Fitra tampak memegang kemudi dengan gundah. Mobil masih berada di lajur kiri. Beberapa kali mobil pun disalip.
“Saya nggak khawatir dengan arah.” Fitra menggumam sambil memegang erat kemudi. “Dulu, waktu pertama kali saya mudik ke Yogya pakai mobil dua tahun lalu, saya tidak ada GPS sama sekali. Bekal kami cuma peta. Dan kami waktu itu lewat jalur alternatif juga.”
Fitra menoleh, lalu menggeleng. “Tidak ada kejadian apa-apa. Kami selamat sampai tujuan.”
“Nah, berarti aman, kan?” ujar Gya.
“Saya….” Fitra tampak berkonsentrasi dengan jalan di depannya. Mobil melaju perlahan dan masih disusul kendaraan lain dari sisi kanannya. “...tidak khawatir dengan rute.” Fitra menghela napas. “Yang saya khawatirkan adalah kondisi jalannya.”
“Tenang, Fit.” Christie akhirnya bicara juga. Nada suaranya jauh berbeda dengan sebelumnya. “Ini perjalanan kita bersama. Jangan ambil beban itu sendiri. Kita lalui bareng-bareng. Ya?”

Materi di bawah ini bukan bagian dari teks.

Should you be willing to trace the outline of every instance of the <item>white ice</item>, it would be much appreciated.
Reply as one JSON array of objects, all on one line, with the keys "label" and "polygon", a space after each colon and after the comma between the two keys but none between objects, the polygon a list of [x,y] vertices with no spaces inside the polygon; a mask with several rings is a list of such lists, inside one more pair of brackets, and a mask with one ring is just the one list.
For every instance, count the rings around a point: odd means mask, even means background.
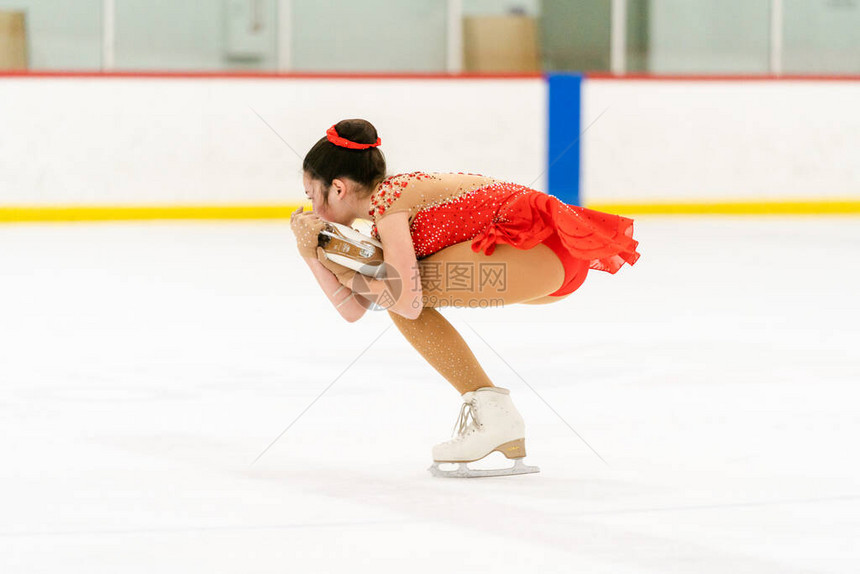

Fitra menoleh ke belakang. Kemudian segera menghadap ke depan lagi.
Christie tersenyum. Namun, tentu saja Fitra tidak melihatnya. Christie sendiri heran dengan kata-katanya barusan. Karena … ia pun juga sedang mengawal sebuah “perjalanan” yang lain. “Perjalanan” yang harus ia pastikan tiba di tujuan dengan selamat. “Perjalanan” yang bahkan tujuannya pun … entah! “Perjalanan” yang bahkan ia sendiri tidak ingin melaluinya. Dan ia pun tengah memikul beban itu sendirian–setidaknya itulah yang ia rasakan.
Christie menghela napas dan menyandarkan punggungnya. Ia menatap keluar. Lalu tampak pohon-pohon yang seakan semakin cepat berlari. Christie lagi-lagi tersenyum. Fitra sudah lebih yakin tampaknya. Mobil kembali melaju.

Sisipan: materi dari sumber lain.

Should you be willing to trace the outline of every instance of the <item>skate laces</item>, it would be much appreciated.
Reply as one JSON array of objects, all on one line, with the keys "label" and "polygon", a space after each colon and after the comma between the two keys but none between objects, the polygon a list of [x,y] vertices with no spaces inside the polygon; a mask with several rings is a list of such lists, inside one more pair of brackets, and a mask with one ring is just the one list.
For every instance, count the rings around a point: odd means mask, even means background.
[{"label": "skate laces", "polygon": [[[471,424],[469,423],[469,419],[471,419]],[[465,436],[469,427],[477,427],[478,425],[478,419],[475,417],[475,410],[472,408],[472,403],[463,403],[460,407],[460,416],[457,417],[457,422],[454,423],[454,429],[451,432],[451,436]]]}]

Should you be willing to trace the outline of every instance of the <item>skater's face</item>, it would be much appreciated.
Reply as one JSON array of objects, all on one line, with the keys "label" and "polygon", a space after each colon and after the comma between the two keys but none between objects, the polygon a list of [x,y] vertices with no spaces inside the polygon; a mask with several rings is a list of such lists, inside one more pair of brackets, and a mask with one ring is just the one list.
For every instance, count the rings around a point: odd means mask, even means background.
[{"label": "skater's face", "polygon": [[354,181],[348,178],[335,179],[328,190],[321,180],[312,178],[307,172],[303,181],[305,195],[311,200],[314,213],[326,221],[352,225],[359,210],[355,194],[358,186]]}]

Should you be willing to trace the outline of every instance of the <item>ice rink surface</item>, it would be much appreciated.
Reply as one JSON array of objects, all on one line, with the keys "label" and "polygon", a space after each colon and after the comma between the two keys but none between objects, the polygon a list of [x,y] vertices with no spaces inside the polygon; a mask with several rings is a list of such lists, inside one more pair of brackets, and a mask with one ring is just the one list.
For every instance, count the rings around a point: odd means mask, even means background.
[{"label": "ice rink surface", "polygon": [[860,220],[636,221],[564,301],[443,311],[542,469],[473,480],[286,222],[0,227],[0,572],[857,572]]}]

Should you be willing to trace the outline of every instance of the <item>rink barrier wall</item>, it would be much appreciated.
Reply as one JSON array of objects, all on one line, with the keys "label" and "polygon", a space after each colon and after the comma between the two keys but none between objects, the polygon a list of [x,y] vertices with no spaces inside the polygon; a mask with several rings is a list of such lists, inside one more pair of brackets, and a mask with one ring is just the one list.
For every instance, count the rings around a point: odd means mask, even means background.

Jalan di depan tampak menanjak dan berkelok. Meski demikian, kiri dan kanannya masih tampak padat dengan bangunan. Sebuah kompleks bangunan besar dan luas terpampang di kiri jalan dengan penunjuk nama besar-besar: Universitas Padjadjaran. Tak jauh dari situ, terdapat kompleks bangunan dengan pahatan nama yang sangat jelas; Institut Teknologi Bandung.
Fitra melirik sekilas ke papan nama kampusnya itu–ITB. Kampus ITB memang memiliki gedung di Jatinangor yang terhitung baru. Beberapa kelas kuliah ada yang mulai dipindahkan ke sana. Tentu saja tidak termasuk kelas kuliah yang diikuti Fitra. Karena, ini adalah pertama kalinya ia melihat bangunan kampus ITB cabang Jatinangor.

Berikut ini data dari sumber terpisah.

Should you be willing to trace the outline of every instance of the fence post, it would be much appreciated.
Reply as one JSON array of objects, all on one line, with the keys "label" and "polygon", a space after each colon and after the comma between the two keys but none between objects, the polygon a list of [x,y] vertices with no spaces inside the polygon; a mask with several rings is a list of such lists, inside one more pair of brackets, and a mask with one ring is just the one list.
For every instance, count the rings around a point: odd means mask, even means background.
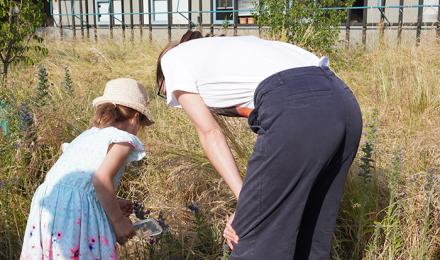
[{"label": "fence post", "polygon": [[192,1],[188,0],[188,30],[192,29],[191,23],[192,23]]},{"label": "fence post", "polygon": [[438,14],[437,14],[437,38],[440,40],[440,0],[438,1]]},{"label": "fence post", "polygon": [[125,39],[125,1],[121,0],[122,37]]},{"label": "fence post", "polygon": [[76,38],[76,24],[75,24],[75,2],[72,0],[70,1],[70,6],[72,10],[72,29],[73,29],[73,38]]},{"label": "fence post", "polygon": [[[386,0],[381,1],[381,5],[385,6],[387,4]],[[379,41],[382,43],[385,35],[385,8],[380,8],[380,35]]]},{"label": "fence post", "polygon": [[167,0],[168,10],[168,42],[171,42],[171,24],[173,23],[173,3],[172,0]]},{"label": "fence post", "polygon": [[89,23],[89,0],[86,0],[86,30],[87,38],[90,38],[90,23]]},{"label": "fence post", "polygon": [[93,28],[94,28],[93,34],[94,34],[95,41],[97,41],[98,40],[98,25],[96,24],[96,1],[95,0],[93,0],[92,10],[93,10]]},{"label": "fence post", "polygon": [[368,22],[368,9],[365,8],[368,6],[368,0],[364,0],[364,9],[362,9],[362,44],[364,47],[367,46],[367,22]]},{"label": "fence post", "polygon": [[345,21],[345,42],[346,47],[350,47],[350,25],[351,25],[351,9],[347,10],[347,20]]},{"label": "fence post", "polygon": [[211,23],[210,31],[211,34],[214,34],[214,3],[212,0],[209,0],[209,22]]},{"label": "fence post", "polygon": [[[419,5],[423,5],[423,0],[419,0]],[[420,37],[422,35],[422,21],[423,21],[423,7],[419,6],[417,12],[417,32],[416,32],[416,45],[420,44]]]},{"label": "fence post", "polygon": [[148,0],[148,38],[153,40],[153,25],[151,24],[151,1]]},{"label": "fence post", "polygon": [[115,18],[115,16],[114,16],[114,12],[115,12],[115,6],[114,6],[114,3],[113,3],[113,1],[114,0],[110,0],[110,15],[109,15],[109,20],[110,20],[110,39],[113,39],[113,25],[114,25],[114,22],[115,22],[115,20],[114,20],[114,18]]},{"label": "fence post", "polygon": [[403,5],[405,4],[405,0],[400,0],[399,7],[399,27],[397,29],[397,43],[400,45],[402,42],[402,26],[403,26]]},{"label": "fence post", "polygon": [[[60,36],[63,38],[63,10],[61,9],[61,0],[58,0],[58,21],[60,23]],[[67,18],[69,19],[69,18]]]},{"label": "fence post", "polygon": [[84,21],[83,21],[83,6],[82,1],[79,0],[79,19],[80,19],[80,26],[81,26],[81,37],[84,38]]},{"label": "fence post", "polygon": [[[150,0],[148,0],[148,2],[150,2]],[[142,36],[144,35],[144,30],[143,30],[143,27],[144,27],[144,3],[142,0],[139,0],[138,3],[139,3],[138,9],[139,9],[139,23],[140,23],[139,32],[141,34],[141,39],[142,39]]]},{"label": "fence post", "polygon": [[203,1],[199,0],[199,31],[203,30]]},{"label": "fence post", "polygon": [[237,22],[238,22],[238,0],[234,0],[234,8],[233,8],[233,19],[234,19],[234,36],[237,35]]}]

Jalan yang dilalui semakin menanjak. Barisan bangunan perlahan-lahan berganti dengan rimbunan pepohonan di kiri dan kanan jalan. Hamparan sawah juga mulai terlihat. Dan antrean kendaraan mulai memadat di dua lajur. Namun, antrean di lajur berlawanan bukankah karena terhambat aksi unjuk rasa yang berlangsung terlalu jauh di bawah sana. Melainkan karena kondisi jalan yang berlubang. Juga karena angkutan-angkutan umum yang berhenti sembarangan. Untuk yang terakhir, ini juga berlaku untuk lajur yang dilalui sedan putih berlambang singa itu.
Fitra semakin meningkatkan konsentrasinya. Ia memang tidak ada masalah sama sekali dengan rute. Toh, ini jalan utama. Bahkan, rasanya ada bus dari Bandung juga yang rutenya lewat sini. Namun, kondisi dan situasi di jalan yang membuat Fitra was-was. Entah kenapa, sejak memasuki Sumedang, perasaannya menjadi tidak enak. Meski, mungkin saja itu lebih karena pertengkarannya dengan Christie sebelumnya. Meski….
“Wow!” Gya spontan memegang gagang di atas pintu dengan tangan kirinya.
“Maaf, Mbak.” Fitra merasa tidak enak.
Namun, Gya maklum. Fitra baru saja menghindari lubang yang lumayan besar. Mengendarai mobil di lereng gunung dengan kondisi jalan agak rusak memang membutuhkan konsentrasi.